A popular automated code analysis tool, DeepSource, is designed to identify vulnerabilities, bugs, and performance issues. Also, for more convenience, it has integration with GitHub, and now the DeepSource developers talked about hacking their GitHub application.
DeepSource reported this week that GitHub security had notified them of potentially malicious activity in June.
“On July 11th, around 5AM UTC, DeepSource was notified by the GitHub Security Team that they were tracking potentially malicious activity related to the DeepSource Github application”, — says official DeepSource message.
The fact is that since mid-June, GitHub specialists have observed numerous requests from IP addresses that are unusual for DeepSource users, but they were not sure that a compromise had occurred, despite this abnormal traffic.
To limit potential access to resources for attackers, the DeepSource developers immediately took precautions: they dropped all tokens, secrets and private keys of clients.
Since the cause of the attack was unclear, all employee credentials and keys were also cleared. The company says that finally, an internal investigation did not reveal any irregularities or abnormalities, and that global DeepSource’s infrastructure was not affected.

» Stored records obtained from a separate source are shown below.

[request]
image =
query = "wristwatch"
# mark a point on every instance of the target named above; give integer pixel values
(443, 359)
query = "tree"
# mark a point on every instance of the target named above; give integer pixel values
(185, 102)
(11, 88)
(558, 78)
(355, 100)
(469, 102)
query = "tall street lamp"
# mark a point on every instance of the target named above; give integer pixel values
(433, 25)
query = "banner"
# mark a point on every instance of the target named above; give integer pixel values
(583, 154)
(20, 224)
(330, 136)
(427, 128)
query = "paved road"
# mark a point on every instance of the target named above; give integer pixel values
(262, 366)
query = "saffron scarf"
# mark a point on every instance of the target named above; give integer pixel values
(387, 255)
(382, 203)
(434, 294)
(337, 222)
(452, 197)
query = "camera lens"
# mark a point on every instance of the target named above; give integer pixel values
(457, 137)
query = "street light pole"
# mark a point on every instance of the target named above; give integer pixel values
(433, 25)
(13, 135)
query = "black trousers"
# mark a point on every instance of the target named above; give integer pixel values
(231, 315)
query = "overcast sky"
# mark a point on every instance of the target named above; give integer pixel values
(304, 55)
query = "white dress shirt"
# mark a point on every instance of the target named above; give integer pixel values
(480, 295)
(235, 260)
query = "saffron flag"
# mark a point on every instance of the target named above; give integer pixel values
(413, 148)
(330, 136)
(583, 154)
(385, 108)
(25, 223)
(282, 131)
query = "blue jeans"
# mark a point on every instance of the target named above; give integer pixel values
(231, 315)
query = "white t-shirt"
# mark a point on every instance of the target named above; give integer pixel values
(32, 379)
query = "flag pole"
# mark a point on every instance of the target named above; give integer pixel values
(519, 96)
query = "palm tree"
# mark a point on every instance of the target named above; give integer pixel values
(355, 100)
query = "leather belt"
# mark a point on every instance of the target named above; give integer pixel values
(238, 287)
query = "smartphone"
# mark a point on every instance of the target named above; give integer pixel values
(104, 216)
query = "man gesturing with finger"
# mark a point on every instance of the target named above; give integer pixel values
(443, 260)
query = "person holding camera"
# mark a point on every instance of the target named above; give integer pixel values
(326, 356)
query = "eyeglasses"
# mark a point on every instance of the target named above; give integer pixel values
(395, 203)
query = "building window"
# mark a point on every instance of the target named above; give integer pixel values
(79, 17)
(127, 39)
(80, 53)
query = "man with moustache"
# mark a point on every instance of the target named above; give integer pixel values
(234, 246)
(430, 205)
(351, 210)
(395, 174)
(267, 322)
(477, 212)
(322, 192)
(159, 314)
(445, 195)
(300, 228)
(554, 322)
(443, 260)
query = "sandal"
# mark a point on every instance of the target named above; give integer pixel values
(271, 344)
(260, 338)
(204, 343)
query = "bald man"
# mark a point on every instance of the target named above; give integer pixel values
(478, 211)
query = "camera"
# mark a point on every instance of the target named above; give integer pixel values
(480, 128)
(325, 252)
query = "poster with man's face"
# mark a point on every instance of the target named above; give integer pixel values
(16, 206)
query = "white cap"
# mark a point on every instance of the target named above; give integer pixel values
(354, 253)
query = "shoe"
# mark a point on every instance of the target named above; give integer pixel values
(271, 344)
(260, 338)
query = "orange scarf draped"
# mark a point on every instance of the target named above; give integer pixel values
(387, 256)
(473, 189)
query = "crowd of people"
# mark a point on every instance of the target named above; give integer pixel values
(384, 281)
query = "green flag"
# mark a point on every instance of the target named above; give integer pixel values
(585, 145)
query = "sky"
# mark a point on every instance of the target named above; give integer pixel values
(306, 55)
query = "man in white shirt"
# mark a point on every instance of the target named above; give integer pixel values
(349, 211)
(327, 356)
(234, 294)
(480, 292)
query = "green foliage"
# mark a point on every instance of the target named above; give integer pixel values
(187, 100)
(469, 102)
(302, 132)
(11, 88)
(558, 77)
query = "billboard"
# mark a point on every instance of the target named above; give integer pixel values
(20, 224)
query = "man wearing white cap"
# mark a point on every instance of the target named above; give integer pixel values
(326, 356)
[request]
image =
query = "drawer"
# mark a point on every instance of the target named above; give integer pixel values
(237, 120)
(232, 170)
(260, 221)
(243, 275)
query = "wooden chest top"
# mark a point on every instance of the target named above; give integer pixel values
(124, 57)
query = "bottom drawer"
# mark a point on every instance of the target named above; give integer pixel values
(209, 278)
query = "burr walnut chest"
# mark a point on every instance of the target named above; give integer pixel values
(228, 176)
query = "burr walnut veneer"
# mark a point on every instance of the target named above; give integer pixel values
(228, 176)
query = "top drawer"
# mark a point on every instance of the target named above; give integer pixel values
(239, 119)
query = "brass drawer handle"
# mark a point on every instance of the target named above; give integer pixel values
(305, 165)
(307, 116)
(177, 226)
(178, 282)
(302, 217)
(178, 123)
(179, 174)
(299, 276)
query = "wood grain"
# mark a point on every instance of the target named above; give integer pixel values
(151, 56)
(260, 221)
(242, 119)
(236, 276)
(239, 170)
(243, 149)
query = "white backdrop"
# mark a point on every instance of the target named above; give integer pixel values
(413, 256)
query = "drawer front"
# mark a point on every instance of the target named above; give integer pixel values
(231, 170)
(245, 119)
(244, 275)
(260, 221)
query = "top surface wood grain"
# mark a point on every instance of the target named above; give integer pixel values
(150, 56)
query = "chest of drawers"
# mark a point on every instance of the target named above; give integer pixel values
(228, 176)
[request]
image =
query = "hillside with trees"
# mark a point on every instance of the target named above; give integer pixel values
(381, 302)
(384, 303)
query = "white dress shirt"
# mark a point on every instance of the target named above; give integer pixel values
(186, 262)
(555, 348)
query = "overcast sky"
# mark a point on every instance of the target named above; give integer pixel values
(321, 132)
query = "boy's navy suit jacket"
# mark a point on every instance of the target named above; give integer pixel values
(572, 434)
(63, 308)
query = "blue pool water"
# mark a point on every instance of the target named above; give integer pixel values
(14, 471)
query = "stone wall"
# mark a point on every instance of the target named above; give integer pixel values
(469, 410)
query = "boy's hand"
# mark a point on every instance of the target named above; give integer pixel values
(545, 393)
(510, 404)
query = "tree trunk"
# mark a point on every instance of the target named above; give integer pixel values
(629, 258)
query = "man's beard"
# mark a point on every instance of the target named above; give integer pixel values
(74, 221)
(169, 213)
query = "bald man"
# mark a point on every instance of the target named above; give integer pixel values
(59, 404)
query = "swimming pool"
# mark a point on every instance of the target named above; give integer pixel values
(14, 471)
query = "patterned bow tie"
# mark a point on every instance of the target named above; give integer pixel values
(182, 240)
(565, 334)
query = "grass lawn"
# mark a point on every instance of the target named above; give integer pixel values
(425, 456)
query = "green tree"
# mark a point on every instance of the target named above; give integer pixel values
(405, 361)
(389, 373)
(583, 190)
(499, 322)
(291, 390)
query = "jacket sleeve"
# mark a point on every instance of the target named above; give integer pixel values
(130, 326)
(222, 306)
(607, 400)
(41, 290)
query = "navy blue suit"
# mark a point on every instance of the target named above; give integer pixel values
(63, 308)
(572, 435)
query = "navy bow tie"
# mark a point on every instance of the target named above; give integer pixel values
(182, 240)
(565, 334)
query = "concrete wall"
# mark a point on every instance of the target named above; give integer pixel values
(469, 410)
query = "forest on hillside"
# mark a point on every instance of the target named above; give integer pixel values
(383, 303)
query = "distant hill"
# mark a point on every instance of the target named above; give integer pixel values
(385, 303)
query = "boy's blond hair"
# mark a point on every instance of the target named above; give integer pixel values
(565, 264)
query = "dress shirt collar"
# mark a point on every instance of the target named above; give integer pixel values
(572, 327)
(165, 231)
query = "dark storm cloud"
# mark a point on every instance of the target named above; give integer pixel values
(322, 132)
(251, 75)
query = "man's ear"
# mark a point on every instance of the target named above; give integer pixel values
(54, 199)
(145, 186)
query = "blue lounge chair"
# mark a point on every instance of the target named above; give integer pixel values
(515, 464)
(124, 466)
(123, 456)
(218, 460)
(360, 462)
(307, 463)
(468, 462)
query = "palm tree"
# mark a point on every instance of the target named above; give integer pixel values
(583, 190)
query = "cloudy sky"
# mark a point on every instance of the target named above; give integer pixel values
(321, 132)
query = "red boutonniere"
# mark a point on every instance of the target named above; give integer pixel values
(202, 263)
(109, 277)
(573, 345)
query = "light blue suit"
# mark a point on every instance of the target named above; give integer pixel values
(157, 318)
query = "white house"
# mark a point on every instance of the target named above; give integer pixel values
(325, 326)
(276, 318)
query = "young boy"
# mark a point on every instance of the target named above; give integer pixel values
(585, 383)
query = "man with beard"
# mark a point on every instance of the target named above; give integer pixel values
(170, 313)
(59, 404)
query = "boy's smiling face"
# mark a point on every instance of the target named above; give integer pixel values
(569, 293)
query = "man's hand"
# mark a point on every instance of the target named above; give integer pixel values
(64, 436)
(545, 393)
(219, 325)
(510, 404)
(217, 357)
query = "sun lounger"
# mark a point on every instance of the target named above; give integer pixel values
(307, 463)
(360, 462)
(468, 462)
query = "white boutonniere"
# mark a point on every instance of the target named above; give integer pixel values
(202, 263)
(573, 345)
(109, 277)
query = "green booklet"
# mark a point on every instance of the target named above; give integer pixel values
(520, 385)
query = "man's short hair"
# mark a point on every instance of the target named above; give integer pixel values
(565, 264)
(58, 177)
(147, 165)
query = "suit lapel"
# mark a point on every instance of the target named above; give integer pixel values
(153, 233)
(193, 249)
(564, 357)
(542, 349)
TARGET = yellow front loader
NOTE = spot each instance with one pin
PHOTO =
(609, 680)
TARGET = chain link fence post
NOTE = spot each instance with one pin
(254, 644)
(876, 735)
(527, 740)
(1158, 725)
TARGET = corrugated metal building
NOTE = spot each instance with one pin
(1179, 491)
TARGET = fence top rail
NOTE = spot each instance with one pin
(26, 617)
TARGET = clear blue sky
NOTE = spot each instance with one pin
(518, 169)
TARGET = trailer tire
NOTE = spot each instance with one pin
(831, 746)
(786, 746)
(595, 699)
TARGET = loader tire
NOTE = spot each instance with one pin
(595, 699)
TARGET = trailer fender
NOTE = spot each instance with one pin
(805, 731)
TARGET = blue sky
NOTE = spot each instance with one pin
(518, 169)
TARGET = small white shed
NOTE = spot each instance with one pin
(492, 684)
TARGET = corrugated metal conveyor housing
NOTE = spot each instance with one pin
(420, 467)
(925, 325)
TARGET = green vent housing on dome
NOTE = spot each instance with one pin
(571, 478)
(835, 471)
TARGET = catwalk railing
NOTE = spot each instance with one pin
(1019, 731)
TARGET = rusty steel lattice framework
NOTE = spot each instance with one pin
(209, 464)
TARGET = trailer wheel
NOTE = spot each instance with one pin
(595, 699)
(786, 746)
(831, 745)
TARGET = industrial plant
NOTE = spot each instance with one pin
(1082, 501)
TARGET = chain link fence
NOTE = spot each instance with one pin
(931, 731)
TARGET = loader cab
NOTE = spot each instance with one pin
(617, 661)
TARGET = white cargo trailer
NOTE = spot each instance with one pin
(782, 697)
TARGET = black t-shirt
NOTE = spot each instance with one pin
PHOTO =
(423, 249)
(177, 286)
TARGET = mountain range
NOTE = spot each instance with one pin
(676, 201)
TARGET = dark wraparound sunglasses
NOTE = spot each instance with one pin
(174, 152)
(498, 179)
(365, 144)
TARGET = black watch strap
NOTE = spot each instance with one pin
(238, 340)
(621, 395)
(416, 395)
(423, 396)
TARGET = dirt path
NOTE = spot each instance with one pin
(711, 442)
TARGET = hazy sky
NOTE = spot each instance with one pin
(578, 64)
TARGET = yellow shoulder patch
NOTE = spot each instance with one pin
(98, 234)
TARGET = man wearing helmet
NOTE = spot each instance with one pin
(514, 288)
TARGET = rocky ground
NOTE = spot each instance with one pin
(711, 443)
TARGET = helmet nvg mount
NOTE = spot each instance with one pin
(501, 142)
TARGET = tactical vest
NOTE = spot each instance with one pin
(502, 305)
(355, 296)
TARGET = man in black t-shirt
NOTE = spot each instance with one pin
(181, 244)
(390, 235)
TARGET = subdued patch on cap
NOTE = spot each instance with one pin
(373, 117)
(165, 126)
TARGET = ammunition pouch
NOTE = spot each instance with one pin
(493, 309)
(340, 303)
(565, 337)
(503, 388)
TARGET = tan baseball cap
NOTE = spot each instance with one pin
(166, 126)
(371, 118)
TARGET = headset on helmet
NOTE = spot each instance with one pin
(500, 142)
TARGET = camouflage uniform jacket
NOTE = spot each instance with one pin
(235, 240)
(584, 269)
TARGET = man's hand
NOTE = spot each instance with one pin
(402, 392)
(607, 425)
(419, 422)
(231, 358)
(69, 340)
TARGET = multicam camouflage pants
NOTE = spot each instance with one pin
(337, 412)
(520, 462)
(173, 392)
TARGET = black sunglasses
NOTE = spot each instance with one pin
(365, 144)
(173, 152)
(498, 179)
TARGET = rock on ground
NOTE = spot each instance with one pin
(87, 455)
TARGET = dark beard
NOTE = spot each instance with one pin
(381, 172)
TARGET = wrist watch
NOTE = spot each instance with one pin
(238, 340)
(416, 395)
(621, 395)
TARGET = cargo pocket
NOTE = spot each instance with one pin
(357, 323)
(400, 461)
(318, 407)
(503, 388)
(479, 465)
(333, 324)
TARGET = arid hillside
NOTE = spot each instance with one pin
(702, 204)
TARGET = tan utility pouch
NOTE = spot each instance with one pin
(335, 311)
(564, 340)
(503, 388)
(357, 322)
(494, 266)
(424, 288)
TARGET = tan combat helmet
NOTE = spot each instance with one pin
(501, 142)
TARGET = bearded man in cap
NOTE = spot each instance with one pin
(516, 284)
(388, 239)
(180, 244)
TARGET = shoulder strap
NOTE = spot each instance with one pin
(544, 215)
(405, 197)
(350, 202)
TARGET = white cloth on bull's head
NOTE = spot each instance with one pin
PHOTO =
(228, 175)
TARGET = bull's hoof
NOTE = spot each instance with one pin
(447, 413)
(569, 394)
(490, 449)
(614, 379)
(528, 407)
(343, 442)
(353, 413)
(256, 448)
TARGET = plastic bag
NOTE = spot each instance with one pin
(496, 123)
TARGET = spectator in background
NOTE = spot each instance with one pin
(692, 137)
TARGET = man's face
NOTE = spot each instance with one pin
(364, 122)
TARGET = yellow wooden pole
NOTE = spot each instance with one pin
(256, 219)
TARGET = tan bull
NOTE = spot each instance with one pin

A more detailed investigation by GitHub revealed that hackers compromised the GitHub account of a DeepSource employee during the Sawfish phishing campaign, detected earlier this year. As a result, attackers gained access to the credentials of the DeepSource GitHub application.
It is noted that users who would like to receive additional information about downloads and other account activity (to identify suspicious behavior) can request the necessary logs from GitHub on this page.
DeepSource says it is already working with information security consultants and is taking steps to improve security, including through security training and anti-phishing training for its employees. They also promise to launch the Bug Bounty program.
Let me remind you that Octopus Scanner Malware was recently discovered on GitHub.